Wir alle müssen jetzt Debatten von vor der Krise zurückstellen, pragmatische Lösungen im Alltag finden und uns auf eines konzentrieren: zu verhindern, dass die Ansteckungszahlen exponentiell zunehmen. Aber natürlich sehen in der aktuellen Situation zum Beispiel mehr Leute als vorher, dass der rechtliche Rahmen oft nicht zu Homeoffice oder digitalen Entscheidungen passt. Auch beim Thema Bildung zeigt sich jetzt, wie viele Chancen in der Digitalisierung stecken. Wir merken auch, was plötzlich alles geht, was angeblich bisher jahrelang nicht ging. Es wird eine Phase geben, in der wir auch positive Lehren aus der Krise ziehen können.

Es sieht derzeit so aus, als würden alle Länder der Welt mit ähnlichen wirtschaftlichen Problemen kämpfen. Ist das am Ende ein Vorteil für alle oder führt das zu einem Hyperwettbewerb in der Frage: Wer schafft es schneller und besser aus der Krise?
Das lässt sich seriös nicht prognostizieren. Aber es wird natürlich entscheidend sein, wie erfolgreich unsere Maßnahmen zur wirtschaftlichen Stabilisierung sein werden, die wir am Mittwoch auch im Bundestag behandeln werden.
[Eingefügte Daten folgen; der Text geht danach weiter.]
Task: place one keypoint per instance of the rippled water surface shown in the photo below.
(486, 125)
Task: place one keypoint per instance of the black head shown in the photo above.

Es wird aber auch darum gehen, wie schnell wir zu einer Normalisierung des öffentlichen Lebens kommen. Das wird darüber entscheiden, wie groß der wirtschaftliche Einbruch sein wird.

Was wäre dafür nötig?
Es muss jetzt darum gehen, mehr Testkapazitäten aufzubauen. Dann wäre eine wirtschaftliche Normalisierung denkbar, noch bevor der Impfstoff da ist. Das macht uns zum Beispiel Südkorea vor. Das halte ich für den absolut entscheidenden Faktor in den nächsten Tagen und Wochen. Wir brauchen flächendeckendere Tests für Verdachtsfälle, die bislang ungetestet in Quarantäne gesteckt wurden, aber auch anschließende Antikörper-Tests für Menschen, die einen milden Verlauf gar nicht mitbekommen haben. Diese Menschen werden ja insbesondere im Gesundheitssystem benötigt.

Aber was heißt das für den künftigen Wettbewerb in der Globalisierung?
Wir müssen an gesamteuropäischen Strategien arbeiten. Wir sind ein Wirtschaftsraum, der mit anderen Systemen, wie dem in China, als Ganzes im Wettbewerb steht. Wir müssen deshalb definieren, welche Bereiche für uns sicherheitskritische Infrastruktur sind, wo wir Autarkie brauchen. Egal, ob es sich dabei um die 5G-Technik handelt oder um medizinische Infrastrukturen. Das heißt aber gerade nicht, dass wir jetzt die Globalisierung rückabwickeln dürfen.

Warum eigentlich nicht?
Wir sehen doch gerade, dass es globale Menschheitsaufgaben gibt, die wir nur gemeinsam lösen können. Dass Forscher auf der ganzen Welt nun gemeinsam nach einem Impfstoff suchen, ist Gold wert. Dasselbe gilt für die Herausforderungen des Klimawandels. Auch das können wir nur alle gemeinsam schaffen. Darüber hinaus schafft die Globalisierung ein Wohlstandsniveau für die Menschheit, das es zuvor nie gegeben hat, und hebt ganze Erdteile aus der Armut. Nötig ist aber, dass wir mit China stärker wechselseitig auf Augenhöhe agieren müssen. Zum Beispiel, indem wir einfordern, den Joint-Venture-Zwang wirklich wegfallen zu lassen – nicht nur bei Symbolprojekten.

Sind wir zu abhängig von China?
Wir sind im Grunde alle voneinander abhängig in einer globalisierten Welt. Aber es stimmt, wir brauchen eine Beyond-China-Strategie.

Was sähe die aus?
Das hieße keinesfalls, dass wir unsere Verbindungen zu China kappen sollen. Aber es geht darum, unsere Potenziale in anderen Teilen der Welt zu heben, gerade in Bezug auf Freihandelsabkommen. Eine vermehrte wirtschaftliche Aktivität etwa mit Afrika, mit anderen Regionen Asiens wie beispielsweise Malaysia oder auch mit Indien würde ganz automatisch eine bessere Balance für uns schaffen. Und wir könnten auch mit den markwirtschaftlichen Demokratien weltweit noch viel enger zusammenarbeiten, etwa in einer neuen Organisation. Ich nenne das eine Allianz der Demokraten – denn die freie Welt ist heute mehr als Europa und Nordamerika allein.

Das Interview führte Bastian Brauns, Ressortleiter Wirtschaft bei Cicero.